Distilling the Knowledge in a Neural Network

31 Dec 2017

Introduction

In machine learning, it is common to train a single large model (with a large number of parameters) or ensemble of multiple smaller models using the same dataset.
While such large models help to improve the performance of the system, they also make it difficult and computationally expensive to deploy the system.
The paper proposes to transfer the knowledge from such “cumbersome” models into a single, “simpler” model which is more suitable for deployment. This transfer of knowledge is referred to as “distillation”.
Link to the paper

Train the cumbersome model using the given training data in the usual way.
Train the simpler, distilled model using the class probabilities (from the cumbersome model) as the soft target. Thus, the simpler model is trained to generalise the same way as the cumbersome model.
If the soft targets have high entropy, they provide much more information than the hard targets and the gradient (between training examples) would vary lesser.
One approach is to minimise the L2 difference between logits produced by the cumbersome model and the simpler model.
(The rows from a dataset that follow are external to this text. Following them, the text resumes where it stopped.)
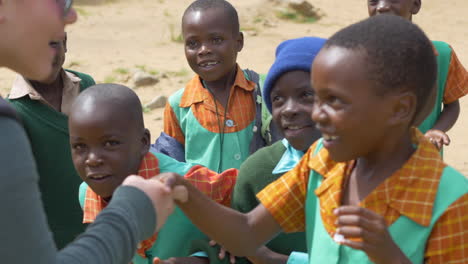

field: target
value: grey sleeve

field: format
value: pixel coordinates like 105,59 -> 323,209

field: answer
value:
0,117 -> 156,264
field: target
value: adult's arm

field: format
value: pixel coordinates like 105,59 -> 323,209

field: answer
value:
0,117 -> 156,264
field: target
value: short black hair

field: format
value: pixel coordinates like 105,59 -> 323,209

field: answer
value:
72,83 -> 145,129
182,0 -> 240,34
324,15 -> 437,116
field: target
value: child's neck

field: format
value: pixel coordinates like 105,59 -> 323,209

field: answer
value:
30,71 -> 63,111
342,129 -> 415,205
202,65 -> 237,111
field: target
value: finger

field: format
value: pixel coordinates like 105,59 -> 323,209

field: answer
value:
340,239 -> 366,251
443,133 -> 450,146
333,205 -> 381,220
218,247 -> 226,259
336,214 -> 373,229
172,185 -> 188,203
336,226 -> 369,240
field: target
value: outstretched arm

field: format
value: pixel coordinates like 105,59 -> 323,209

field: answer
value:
0,117 -> 172,264
160,173 -> 281,256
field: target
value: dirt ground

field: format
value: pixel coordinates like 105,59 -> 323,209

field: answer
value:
0,0 -> 468,175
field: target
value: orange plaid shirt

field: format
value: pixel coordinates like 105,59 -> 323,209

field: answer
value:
257,130 -> 468,264
164,66 -> 255,144
83,152 -> 238,258
83,152 -> 159,258
443,47 -> 468,104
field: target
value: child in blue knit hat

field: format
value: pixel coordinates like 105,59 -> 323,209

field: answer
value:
155,37 -> 325,264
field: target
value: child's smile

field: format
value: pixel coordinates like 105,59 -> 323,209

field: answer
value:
270,71 -> 319,150
312,46 -> 391,161
182,8 -> 243,81
69,104 -> 143,198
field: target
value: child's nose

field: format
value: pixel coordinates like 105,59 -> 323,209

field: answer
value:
377,0 -> 390,13
86,152 -> 102,167
198,44 -> 211,55
281,99 -> 297,118
311,103 -> 327,124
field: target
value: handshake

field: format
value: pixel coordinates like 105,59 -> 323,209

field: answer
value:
122,173 -> 188,232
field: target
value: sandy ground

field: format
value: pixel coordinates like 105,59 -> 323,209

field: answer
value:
0,0 -> 468,175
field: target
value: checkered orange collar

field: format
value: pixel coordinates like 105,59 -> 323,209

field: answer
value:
83,152 -> 159,258
179,65 -> 255,107
308,128 -> 446,226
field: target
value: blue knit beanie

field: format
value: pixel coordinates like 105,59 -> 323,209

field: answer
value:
262,37 -> 327,113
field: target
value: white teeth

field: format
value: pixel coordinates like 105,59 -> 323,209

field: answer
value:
288,126 -> 302,130
322,134 -> 338,141
201,61 -> 218,67
90,174 -> 107,179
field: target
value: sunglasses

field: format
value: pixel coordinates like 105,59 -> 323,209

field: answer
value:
56,0 -> 73,17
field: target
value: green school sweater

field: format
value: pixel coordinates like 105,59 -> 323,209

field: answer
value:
8,70 -> 95,249
192,141 -> 307,264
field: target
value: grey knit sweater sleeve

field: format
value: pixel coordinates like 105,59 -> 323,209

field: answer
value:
0,116 -> 156,264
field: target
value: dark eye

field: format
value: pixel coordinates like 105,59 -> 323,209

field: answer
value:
213,37 -> 223,44
72,143 -> 86,151
185,40 -> 198,49
104,140 -> 120,147
301,91 -> 314,99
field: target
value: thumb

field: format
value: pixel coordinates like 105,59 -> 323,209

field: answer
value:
172,185 -> 188,203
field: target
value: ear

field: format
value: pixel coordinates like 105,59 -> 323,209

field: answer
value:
411,0 -> 421,15
389,91 -> 417,125
237,32 -> 244,52
141,128 -> 151,157
64,32 -> 68,53
0,0 -> 5,24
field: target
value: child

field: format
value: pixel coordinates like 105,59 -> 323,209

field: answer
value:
156,0 -> 277,172
8,34 -> 94,248
161,15 -> 468,263
69,84 -> 237,264
367,0 -> 468,149
166,37 -> 325,264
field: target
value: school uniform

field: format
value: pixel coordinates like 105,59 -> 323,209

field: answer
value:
7,70 -> 95,249
79,152 -> 237,264
419,41 -> 468,133
257,129 -> 468,263
164,66 -> 270,172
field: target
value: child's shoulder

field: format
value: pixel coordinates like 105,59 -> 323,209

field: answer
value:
65,69 -> 96,90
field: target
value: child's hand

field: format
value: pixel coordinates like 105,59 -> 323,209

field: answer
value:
424,129 -> 450,150
122,175 -> 174,232
153,257 -> 210,264
210,240 -> 236,264
334,206 -> 411,264
155,172 -> 188,203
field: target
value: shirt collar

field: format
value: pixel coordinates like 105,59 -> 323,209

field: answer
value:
83,152 -> 163,223
273,138 -> 304,174
179,65 -> 255,107
308,128 -> 446,226
8,70 -> 81,101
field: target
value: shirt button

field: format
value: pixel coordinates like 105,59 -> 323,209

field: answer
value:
226,119 -> 234,127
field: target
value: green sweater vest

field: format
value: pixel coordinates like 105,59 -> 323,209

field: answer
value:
8,70 -> 95,249
192,141 -> 307,264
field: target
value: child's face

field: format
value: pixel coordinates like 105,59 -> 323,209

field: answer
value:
311,46 -> 394,161
0,0 -> 77,80
270,71 -> 320,151
367,0 -> 421,20
69,106 -> 149,198
182,8 -> 244,81
44,36 -> 67,83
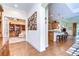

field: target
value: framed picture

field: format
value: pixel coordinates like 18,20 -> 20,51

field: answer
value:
28,12 -> 37,30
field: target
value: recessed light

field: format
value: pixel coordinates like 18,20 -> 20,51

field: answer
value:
14,4 -> 18,8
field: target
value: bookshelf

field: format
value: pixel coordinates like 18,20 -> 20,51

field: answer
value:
0,5 -> 3,37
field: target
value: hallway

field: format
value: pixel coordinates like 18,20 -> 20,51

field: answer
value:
9,39 -> 74,56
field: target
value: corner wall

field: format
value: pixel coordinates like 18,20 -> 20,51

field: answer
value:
27,3 -> 45,52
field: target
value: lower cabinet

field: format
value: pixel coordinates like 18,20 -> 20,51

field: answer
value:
0,43 -> 10,56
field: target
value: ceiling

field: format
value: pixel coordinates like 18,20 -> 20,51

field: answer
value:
2,3 -> 35,12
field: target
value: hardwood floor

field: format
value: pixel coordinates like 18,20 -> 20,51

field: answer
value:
9,36 -> 74,56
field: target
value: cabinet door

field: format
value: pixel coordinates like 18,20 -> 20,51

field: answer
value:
2,17 -> 9,37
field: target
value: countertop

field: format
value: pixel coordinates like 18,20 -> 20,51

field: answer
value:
0,38 -> 8,49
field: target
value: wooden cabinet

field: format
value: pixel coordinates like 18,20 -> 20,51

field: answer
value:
72,23 -> 77,36
0,38 -> 10,56
48,21 -> 59,30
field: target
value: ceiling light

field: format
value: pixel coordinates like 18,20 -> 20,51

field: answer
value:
14,4 -> 18,8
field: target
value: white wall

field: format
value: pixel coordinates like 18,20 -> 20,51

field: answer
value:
27,4 -> 45,52
2,5 -> 27,42
45,6 -> 49,48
This approach was pursued by Buciluǎ et al.
The paper proposes a more general solution which they name “distillation”. The temperature of the final softmax is increased till the cumbersome model produces a set of soft targets (from the final softmax layer). These soft targets are then used to train the simpler model.
It also shows that the proposed approach is, in fact, a more general case of the first approach.

In the simplest setting, the cumbersome model is first trained with a high value of temperature and then the same temperature value is used to train the simpler model. The temperature is set to 1 when making predictions using the simpler model.
It helps to add an auxiliary objective function which corresponds to the cross-entropy loss with the correct labels. The second objective function should be given a much lower weight though. Further, the magnitude of the soft targets needs to be scaled by multiplying with the square of temperature.